Half of it is people that haven't lived abroad, and are not familiar with
different cultures (or are only shallowly familiar) not being able to image a
different way of life and set of values as "normal".

Another half of it is media wanting to paint a story such as that is larger
and more impressive than it actually is.

------
jasonszhao
> “She was acting as a rental daughter, but at the same time she was telling
> me how she felt as a real daughter,” he said. “And yet, if it was a real
> father-daughter relationship, maybe she wouldn’t have spoken this honestly.”
> ... Yūichi Ishii, the founder of Family Romance, told me that he and his
> “cast” actively strategize in order to engineer outcomes like Nishida’s, in
> which the rental family makes itself redundant in the client’s life.

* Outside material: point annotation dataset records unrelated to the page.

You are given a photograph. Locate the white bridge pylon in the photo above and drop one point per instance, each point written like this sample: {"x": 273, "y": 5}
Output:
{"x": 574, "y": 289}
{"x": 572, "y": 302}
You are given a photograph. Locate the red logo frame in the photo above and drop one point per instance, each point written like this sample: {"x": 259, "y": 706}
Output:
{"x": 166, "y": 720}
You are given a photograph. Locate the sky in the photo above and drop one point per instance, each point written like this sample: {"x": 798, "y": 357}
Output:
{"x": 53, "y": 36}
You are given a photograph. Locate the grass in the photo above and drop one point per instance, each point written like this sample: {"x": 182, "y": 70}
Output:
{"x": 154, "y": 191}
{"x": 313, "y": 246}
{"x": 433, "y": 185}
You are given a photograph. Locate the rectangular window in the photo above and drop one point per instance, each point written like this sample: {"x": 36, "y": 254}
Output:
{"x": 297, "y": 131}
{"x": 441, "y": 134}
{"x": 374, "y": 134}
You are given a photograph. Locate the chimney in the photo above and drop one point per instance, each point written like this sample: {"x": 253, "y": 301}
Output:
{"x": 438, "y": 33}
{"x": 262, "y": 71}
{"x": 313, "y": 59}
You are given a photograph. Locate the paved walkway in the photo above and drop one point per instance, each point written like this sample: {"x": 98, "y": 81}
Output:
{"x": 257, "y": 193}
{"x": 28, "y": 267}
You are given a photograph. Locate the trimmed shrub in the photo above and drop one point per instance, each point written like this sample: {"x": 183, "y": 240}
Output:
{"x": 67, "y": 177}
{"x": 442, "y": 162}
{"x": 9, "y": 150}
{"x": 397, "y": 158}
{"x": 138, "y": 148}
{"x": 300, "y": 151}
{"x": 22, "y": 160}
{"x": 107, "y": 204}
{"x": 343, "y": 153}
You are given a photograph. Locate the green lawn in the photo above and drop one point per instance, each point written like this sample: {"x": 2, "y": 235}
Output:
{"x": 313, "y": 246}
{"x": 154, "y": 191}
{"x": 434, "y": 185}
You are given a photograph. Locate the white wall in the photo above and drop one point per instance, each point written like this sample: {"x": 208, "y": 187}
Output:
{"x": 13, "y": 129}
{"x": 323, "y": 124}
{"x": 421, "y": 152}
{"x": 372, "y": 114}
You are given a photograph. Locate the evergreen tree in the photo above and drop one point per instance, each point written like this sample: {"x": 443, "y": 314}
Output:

> I thought about my missed shrink appointment, and about a psychology
> professor I met, Kenji Kameguchi, who has been trying for the past thirty
> years to popularize family therapy in conflict-averse, stoical Japan, where
> psychotherapy is still stigmatized. He said that he thought rental relatives
> were, in an unschooled way, fulfilling some of the functions of group-
> therapy techniques such as psychodrama, in which patients act out and
> improvise one another’s past situations or mental processes.

From this reading, it seems to me that Japan's fake relatives are the
equivalent of counselors and psychiatrists in other countries.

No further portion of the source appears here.